After all, a fuel-mileage gamble is a risky, gutsy move for a team to make, especially one trying to maintain a top points position and make it into the Chase For The NASCAR Sprint Cup. A decision to literally run a tank dry, to know that extra laps are coming and still maintain the steely nerves needed to head to victory lane is something that's a sign of a team's belief in itself.
OK, it may signify a bit of desperation as well, but it's not like the men who made such a gamble on Sunday at Michigan International Speedway were drivers deep in the points trying to get their first win.
These were two of the top drivers in the sport. One was a man who's on a hot streak and beginning to visit victory lane with what must be alarming regularity to his competitors. The other is a driver off to perhaps the strongest season start in his career but still hungering for his first win with his new team.
The men were Gillett Evernham Motorsports' Kasey Kahne and Hendrick Motorsports' Dale Earnhardt Jr.
In the end, it would be Earnhardt Jr. cruising across the finish line as the race ended under caution -- a race that had already been extended three laps because of another caution period.

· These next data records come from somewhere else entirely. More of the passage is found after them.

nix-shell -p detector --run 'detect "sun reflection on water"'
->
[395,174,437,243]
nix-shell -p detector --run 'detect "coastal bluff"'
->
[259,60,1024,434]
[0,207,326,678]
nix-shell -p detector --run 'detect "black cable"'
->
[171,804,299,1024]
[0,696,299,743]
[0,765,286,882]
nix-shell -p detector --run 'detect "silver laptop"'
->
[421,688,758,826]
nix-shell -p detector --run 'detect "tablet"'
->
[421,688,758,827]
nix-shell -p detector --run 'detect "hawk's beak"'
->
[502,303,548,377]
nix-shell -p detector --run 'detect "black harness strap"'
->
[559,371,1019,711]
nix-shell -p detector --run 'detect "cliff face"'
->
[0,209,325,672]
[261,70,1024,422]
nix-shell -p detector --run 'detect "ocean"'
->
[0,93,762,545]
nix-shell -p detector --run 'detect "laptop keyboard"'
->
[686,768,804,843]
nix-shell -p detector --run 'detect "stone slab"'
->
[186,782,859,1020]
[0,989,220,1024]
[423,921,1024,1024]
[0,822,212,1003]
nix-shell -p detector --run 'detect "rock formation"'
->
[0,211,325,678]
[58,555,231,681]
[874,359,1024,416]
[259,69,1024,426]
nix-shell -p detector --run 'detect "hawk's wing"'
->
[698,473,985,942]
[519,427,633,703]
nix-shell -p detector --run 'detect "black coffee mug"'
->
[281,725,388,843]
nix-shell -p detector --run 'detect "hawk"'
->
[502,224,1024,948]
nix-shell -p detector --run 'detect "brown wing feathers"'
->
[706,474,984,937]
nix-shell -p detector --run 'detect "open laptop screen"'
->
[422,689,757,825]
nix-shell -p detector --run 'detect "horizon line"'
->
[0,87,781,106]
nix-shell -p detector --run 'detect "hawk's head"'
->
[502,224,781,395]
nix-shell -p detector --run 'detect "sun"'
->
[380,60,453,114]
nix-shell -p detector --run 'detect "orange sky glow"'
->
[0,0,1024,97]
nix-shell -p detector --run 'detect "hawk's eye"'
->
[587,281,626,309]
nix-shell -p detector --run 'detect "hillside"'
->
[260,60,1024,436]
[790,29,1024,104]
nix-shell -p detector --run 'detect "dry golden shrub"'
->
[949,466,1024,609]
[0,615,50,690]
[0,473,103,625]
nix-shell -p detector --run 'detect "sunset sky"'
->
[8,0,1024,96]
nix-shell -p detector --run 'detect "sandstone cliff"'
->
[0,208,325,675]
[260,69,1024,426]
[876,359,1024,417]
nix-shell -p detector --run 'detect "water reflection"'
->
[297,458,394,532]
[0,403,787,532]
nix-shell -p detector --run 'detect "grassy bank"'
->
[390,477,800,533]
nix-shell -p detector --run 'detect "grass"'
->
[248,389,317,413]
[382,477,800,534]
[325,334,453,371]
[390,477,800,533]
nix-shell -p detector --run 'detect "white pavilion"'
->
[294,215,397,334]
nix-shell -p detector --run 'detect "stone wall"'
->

Then Junior Nation went wild.
Earnhardt Jr. snapped a 76-race winless streak, a stretch dating back to May 2006 at Richmond International Raceway. He solidified his opening stretch with Hendrick Motorsports, a group he has led in the NASCAR Sprint Cup standings all season, with the victory. He showed why he speaks highly of crew chief Tony Eury Jr. and why, though they will argue from time to time, the pair prefer to work with one another instead of with anyone else. And he showed why team owner Rick Hendrick worked to add the pair to his powerful arsenal of drivers.
So say what you will about how Earnhardt Jr. won. He's certainly not the first driver to win with fuel strategy, and he won't be the last. Perhaps it makes a difference that he won because of his call, not because of the call of someone else who faltered and left the leader running out of gas and Earnhardt Jr. skating by to take the win.
At the end of the season, how many people will really remember how each race was won? At the end of this decade, when drivers' total wins are listed in stories and spoken of by fans, will people remember how many wins each of those drivers gained on fuel mileage?
In the end, it was Earnhardt Jr. hoisting the trophy in victory lane. It was Eury Jr. keeping his driver on the track and at the front instead of taking on fuel. And it was Junior Nation celebrating wildly following the win by NASCAR's most popular driver.
To most, that's all that really matters.